The advertisement, which has just gone to air in England, pokes fun at the traditional charity appeal ads that appear on our screens every Christmas, by stating how millions of people in Britain suffer every year from receiving gifts they do not want. It is a tongue-in-cheek way of raising awareness of the Oxfam campaign.

“Oxfam Unwrapped is a novel idea where you can buy friends and relatives presents that really make a difference to other people’s lives,” said Helena Bonham Carter, who appears in the advertisement weeping over a novelty fish. “Why buy someone something they don’t want or need – like a flapping, singing fish? Oxfam’s gifts are life-changing – that’s serious – but Oxfam Unwrapped is fun, too.”
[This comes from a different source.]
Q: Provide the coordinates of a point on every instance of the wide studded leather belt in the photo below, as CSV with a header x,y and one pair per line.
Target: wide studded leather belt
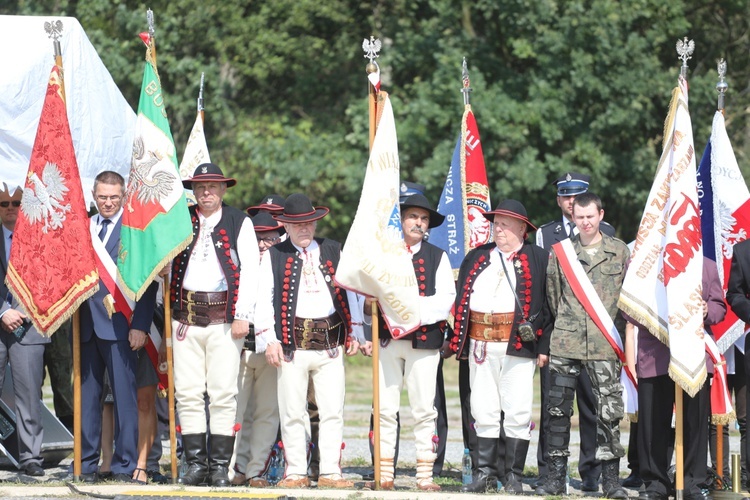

Oxfam Unwrapped was launched in 2004, and has since gone on to sell over 1.2 million gifts to help people in 49 countries. The campaign seeks to improve the lives of poverty-stricken people around the world by allowing consumers to purchase a wide selection of items needed by communities in developing countries. The buyer can choose from items such as fertilizer, toilets, condoms, essential medicines, and school books , which are then donated to countries where they are needed. The buyer receives a gift card and fridge magnet to say what they have bought and where it has gone.

“Oxfam Unwrapped has proven itself as the ultimate way of giving unusual presents,” said Oxfam Director, Barbara Stocking. “Presents that are thoughtful and fun, but far-reaching at the same time.”

All of the items in the Oxfam Unwrapped campaign have been identified as the things that will make the biggest difference to help individual communities escape the effects of poverty. Categories include emergency relief, farming, health, and education, and individual items include sheep, mosquito nets, protect women packs, and rainwater harvesting systems. However, if you buy a sheep, you do not need to worry that it will be wrapped up, ears and all, and shipped off to Africa. Instead, the money from a purchase will go towards funding the program the item represents. For example, by purchasing a sheep or a pig, a donation will be made to an agriculture program, and the purchase of condoms will fund one of Oxfam’s health programs.

“Original presents are hard to find – we’re offering interesting and novel gifts that will help tackle poverty at the same time,” said Oxfam Australia’s Executive Director, Andrew Hewett. “They have been carefully chosen, and are tried and tested aspects of Oxfam’s everyday work to help communities in more than 40 countries. Every gift makes a difference whether you spend $10 or $200.”